The key elements of the Jumping Committee’s proposal, which the FEI wants in place for the 2020 Olympics, are:
- A tighter competition format;
- Completely separate Individual and Team events;
- The staging of the Individual event before the Team event;
- Three athletes per team, plus one reserve combination for substitution possibilities;
- No drop score in the Team competition.
Proposals for the Individual event include that it be open to 75 combinations, with a maximum of three per national federation, at a height of 1.55 metres. There will be one round against the clock without a jump-off.
The 75 combinations will be divided into three groups of 25 athletes, based on a nation’s ranking. All Athletes from the same national federation will start in the same group.
The best 30 athletes (plus any tied on penalties and time for 30th place) from the first Individual competition qualify for the Individual final.
The Individual final will take place on the second day at a height of 1.6 metres.
Athletes will compete in one round against the clock with a jump-off against the clock in case of a tie on penalties for first place.
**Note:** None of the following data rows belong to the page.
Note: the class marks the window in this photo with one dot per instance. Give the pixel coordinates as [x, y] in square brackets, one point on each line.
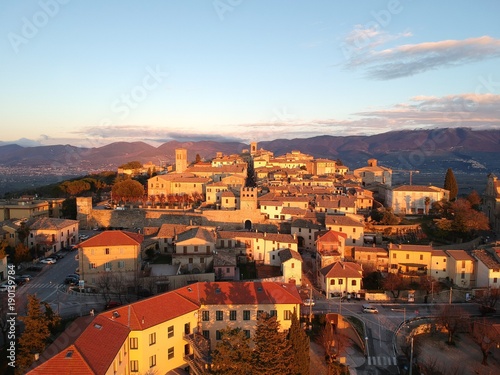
[134, 343]
[152, 338]
[152, 361]
[246, 314]
[134, 366]
[232, 315]
[205, 315]
[219, 315]
[170, 331]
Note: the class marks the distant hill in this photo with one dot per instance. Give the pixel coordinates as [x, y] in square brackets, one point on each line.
[469, 152]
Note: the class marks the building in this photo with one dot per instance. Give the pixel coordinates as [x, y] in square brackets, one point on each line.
[414, 199]
[49, 235]
[374, 174]
[488, 269]
[172, 333]
[291, 266]
[340, 278]
[112, 252]
[193, 250]
[460, 268]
If there is also a tie on penalties and time for third place, a jump-off will be held to decide the bronze medal winner.
The jump-off for third place will take place before the jump-off for first place.
All athletes not taking part in the jump-off(s) are placed according to their penalties and time in the initial round.
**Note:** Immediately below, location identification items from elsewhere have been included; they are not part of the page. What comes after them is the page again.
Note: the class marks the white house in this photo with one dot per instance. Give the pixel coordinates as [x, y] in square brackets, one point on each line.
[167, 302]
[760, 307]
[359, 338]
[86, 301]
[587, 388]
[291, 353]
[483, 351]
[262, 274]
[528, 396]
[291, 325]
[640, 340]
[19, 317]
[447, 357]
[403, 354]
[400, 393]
The proposals also traverse starting order in the competition, based on each nations’ rankings for the first day of competition, and on the reverse order of results from that competition for the final the next day.
It is proposed that there will be one or two rest days before the Team jumping competition.
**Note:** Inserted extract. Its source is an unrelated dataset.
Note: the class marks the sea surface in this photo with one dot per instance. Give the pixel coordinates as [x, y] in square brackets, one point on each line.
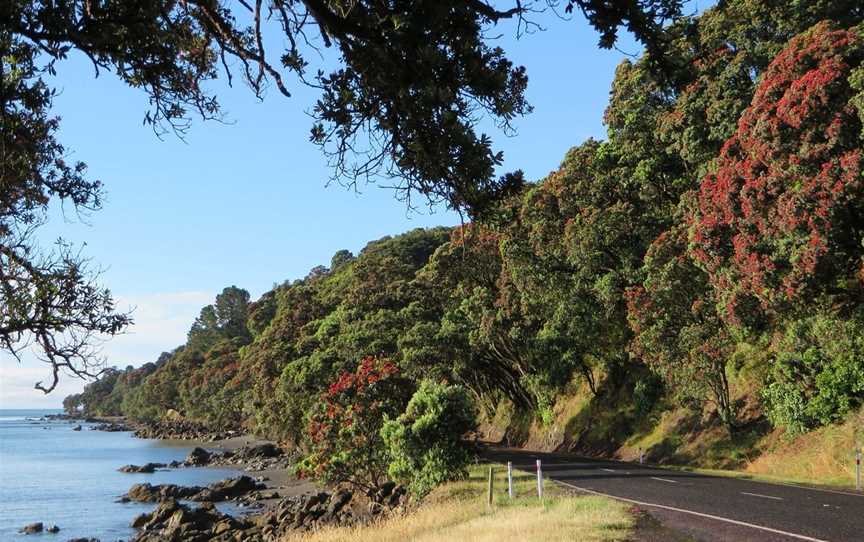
[58, 476]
It will be open to 20 teams of three. No drop score will apply. Teams will compete in one round without a jump-off, at a height of 1.55 metres. Chefs d’Equipe may select any three of their four athletes to take part in the first Team competition.
Teams will be divided into two groups based on the combined Longines Rankings points of each national federation’s three best combinations on an established date.
The starting order of teams within the groups will be established according to a draw.
The overall placings for the first day of the Team event will be established for the entire competition, not per group.
The 10 best-placed teams qualify for the final, which will be held on the next day of competition.
There will be a jump-off in case of a tie on penalties for first place only, at a height 1.60 metres. Chefs d’Equipe may select any three of their four athletes to take part in the team final.
Three athletes per team will take part in the jump-off, but only the team’s best score will count (two drop scores per team in the jump-off).
In view of full substitution possibilities, it is proposed that four medals be awarded to medal-winning teams that have used a substitute combination in the Team event. The International Olympic Committee will be asked to confirm that this would be possible.
The Jumping Committee’s proposed competition format for the 2018 FEI World Equestrian Games is similar, but there will be no quota for participation. However, it is proposed to strengthen the criteria for the minimum eligibility requirements for earning a Certificate of Capability.
The Jumping Committee’s recommendations will be included in the proposed modifications to the Jumping Rules to be submitted to national federations for consultation before the FEI General Assembly late this year.